Having tackled science fiction in ‘Never Let Me Go’, his last novel which was published a decade ago, and detective fiction in ‘When We Were Orphans’, Ishiguro has moved on to historical fantasy territory in ‘The Buried Giant’. As regular readers of my blog will have guessed, fantasy isn’t my favourite genre but if the writing is likely to be good, I will give it a go. Set in the Dark Ages after a war between Saxons and Britons, it tells the story of Axl and Beatrice, an elderly couple who set out on a journey to find their son who has disappeared, encountering knights, monks and a dragon called Querig along the way. Axl, Beatrice and the rest of the community only have vague recollections of certain elements of the past and Querig must be killed in order for their memories to return. They refer to this collective amnesia as “the mist”and the memories they do have are not ones that they all share.
One of the more eloquently written one-star reviews of ‘The Buried Giant’ sums up the book as follows: “Imagine if you will Lords of the Rings without Orcs, battles, wizards or any form of action told in the tones of Stevens the butler from Remains of the Day.” The prose itself manages to be simultaneously vague and literal – individual sentences make sense on their own but the cumulative effect is as dense as the mist descending on the community.
Although Ishiguro’s work is impossible to pigeonhole into one genre, memory has been a key theme in all of his novels. In general, I find it is usually one of the more interesting themes in literature as it generates a lot of scope for ambiguity. However, I do tend to struggle with books where none of the characters have a clue about what’s going on, or any clear memory of the experiences which have shaped their personality, especially in a setting as vague as the Dark Ages. I skimmed the last four chapters although I don’t think I missed much.
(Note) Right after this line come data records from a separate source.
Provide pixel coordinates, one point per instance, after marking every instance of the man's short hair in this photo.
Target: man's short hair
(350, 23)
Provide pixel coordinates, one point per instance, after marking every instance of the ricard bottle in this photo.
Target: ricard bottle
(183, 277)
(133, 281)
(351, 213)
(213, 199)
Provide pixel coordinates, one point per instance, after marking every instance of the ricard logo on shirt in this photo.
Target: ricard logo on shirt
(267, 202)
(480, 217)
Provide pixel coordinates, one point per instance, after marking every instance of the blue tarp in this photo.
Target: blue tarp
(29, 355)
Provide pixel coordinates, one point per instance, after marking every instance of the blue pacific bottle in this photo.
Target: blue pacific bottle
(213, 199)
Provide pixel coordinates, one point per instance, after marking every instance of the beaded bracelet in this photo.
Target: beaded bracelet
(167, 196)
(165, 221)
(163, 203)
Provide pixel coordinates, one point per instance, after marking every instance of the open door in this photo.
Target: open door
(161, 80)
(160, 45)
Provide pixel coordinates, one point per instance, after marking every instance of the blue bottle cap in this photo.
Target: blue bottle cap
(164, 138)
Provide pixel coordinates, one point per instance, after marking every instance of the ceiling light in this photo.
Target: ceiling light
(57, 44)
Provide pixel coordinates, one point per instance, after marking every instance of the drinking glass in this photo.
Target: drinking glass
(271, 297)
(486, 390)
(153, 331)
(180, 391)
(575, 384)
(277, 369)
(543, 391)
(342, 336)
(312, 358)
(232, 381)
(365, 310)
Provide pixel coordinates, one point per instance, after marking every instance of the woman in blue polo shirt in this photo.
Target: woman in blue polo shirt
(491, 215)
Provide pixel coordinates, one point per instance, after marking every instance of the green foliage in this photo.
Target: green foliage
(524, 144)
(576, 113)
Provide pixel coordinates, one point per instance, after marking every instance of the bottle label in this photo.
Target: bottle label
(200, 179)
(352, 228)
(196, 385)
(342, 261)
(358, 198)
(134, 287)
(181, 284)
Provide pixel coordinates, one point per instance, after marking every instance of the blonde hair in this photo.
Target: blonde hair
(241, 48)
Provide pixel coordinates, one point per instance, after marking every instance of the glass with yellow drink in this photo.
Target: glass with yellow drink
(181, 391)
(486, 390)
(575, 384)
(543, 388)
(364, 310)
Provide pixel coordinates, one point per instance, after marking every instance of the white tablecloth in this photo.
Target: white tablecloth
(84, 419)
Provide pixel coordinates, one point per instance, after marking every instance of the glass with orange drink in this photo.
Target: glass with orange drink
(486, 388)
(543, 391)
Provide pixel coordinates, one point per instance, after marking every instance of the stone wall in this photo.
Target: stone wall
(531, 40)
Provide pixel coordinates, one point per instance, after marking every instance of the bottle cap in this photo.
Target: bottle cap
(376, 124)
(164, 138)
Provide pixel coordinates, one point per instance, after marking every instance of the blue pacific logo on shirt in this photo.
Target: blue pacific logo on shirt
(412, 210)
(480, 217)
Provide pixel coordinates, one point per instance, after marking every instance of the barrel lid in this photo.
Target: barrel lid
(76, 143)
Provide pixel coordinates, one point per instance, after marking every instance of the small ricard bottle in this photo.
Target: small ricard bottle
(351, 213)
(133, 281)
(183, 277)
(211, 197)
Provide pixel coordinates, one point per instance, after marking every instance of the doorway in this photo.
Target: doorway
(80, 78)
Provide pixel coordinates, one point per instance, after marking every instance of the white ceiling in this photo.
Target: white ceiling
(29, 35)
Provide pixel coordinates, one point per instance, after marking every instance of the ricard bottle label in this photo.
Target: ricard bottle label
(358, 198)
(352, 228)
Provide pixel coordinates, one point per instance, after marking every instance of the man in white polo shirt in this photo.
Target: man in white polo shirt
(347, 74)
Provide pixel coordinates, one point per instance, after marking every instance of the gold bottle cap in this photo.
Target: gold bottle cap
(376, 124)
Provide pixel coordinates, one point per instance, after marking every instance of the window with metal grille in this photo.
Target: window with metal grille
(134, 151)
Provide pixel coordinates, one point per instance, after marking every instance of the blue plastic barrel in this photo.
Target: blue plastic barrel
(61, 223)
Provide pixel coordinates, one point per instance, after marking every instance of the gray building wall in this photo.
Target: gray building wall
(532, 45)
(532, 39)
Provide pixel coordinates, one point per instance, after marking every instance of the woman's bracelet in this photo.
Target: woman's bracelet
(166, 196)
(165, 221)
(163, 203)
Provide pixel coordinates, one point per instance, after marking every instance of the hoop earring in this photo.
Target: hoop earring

I think ‘The Buried Giant’ would have seriously struggled to find an audience had the book not had Ishiguro’s name on the cover and I can see why the response has been mostly underwhelming. However, like other genre-hopping writers such as Ian McEwan and Dave Eggers, Ishiguro’s body of work is so varied that I doubt that many of his readers would claim to enjoy all of his novels equally – not that this is likely to bother Ishiguro who seems to be an author who truly only writes for himself.